For Monday, January 24, 2011

By Associated Press

POSTED:
LAST UPDATED: 01:57 a.m. HST, Jan 24, 2011



Seller of U.S. secrets faces life in jail

A former B-2 stealth bomber engineer convicted of selling military secrets to China is due to be sentenced in federal court in Honolulu today.

Noshir Gowadia, 66, faces up to life in prison for his conviction on 14 counts, including conspiracy, communicating national defense information to aid a foreign nation, and violating the arms export control act.

Chief U.S. District Judge Susan Oki Mollway is due to issue her sentence after listening to arguments from the prosecution and defense. Gowadia, who has been in custody without bail since his 2005 arrest, is also expected to have an opportunity to make a statement.

A federal jury found Gowadia guilty in August after deliberating for six days.

Prosecutors said Gowadia helped China design a stealth cruise missile to get money to pay the $15,000-a-month mortgage on his multimillion-dollar home overlooking the ocean in Haiku, Maui. They said he pocketed at least $110,000 from the sale of military secrets.

The sentencing comes just weeks after China conducted a test flight of its new J-20 stealth fighter during a visit to Beijing by U.S. Defense Secretary Robert Gates.

The Jan. 11 flight was held at an airfield in Chengdu, where prosecutors say Gowadia delivered an oral presentation on classified stealth technology in 2003.

Scam artist to be sentenced today

A Florida man who pleaded guilty to federal charges of bilking four Hawaii investors out of $250,000 and scores of others in a Ponzi scheme is set to be sentenced.

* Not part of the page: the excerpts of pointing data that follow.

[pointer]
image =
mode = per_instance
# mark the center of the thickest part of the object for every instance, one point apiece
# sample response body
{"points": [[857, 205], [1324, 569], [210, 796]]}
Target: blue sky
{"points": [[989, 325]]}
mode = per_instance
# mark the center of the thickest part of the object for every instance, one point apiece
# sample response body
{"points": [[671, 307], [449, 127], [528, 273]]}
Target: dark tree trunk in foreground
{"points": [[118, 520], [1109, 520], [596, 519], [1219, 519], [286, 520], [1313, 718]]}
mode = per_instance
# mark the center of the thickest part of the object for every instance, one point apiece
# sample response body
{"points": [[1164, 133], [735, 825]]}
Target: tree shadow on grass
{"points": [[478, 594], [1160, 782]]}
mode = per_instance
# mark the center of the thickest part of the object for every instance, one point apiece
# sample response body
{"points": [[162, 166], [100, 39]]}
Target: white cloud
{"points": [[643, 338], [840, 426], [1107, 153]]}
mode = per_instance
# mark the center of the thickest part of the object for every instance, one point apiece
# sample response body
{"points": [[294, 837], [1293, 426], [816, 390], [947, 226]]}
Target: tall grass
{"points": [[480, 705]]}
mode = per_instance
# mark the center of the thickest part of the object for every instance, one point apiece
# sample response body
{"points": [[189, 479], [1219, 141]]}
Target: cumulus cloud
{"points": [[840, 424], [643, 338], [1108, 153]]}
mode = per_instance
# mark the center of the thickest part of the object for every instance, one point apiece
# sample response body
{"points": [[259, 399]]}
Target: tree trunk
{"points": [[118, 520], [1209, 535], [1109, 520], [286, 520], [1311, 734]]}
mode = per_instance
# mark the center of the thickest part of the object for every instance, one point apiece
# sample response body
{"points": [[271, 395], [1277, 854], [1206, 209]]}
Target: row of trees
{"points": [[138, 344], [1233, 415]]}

Patrick Rakotonanahary of Punta Gorda, Fla., will go before U.S. District Judge J. Michael Seabright at 1:30 p.m. today.

Victims may provide statements to the court on the impact of Rakotonanahary's actions.

Rakotonanahary was president and CEO of Virginia-based Cyber Market Group LLC.

Prosecutors say his clients were told their money would be invested in foreign currency markets, but he actually lost money on the investments and spent most of the remainder for personal benefit.

They say the scheme took in more than $10 million.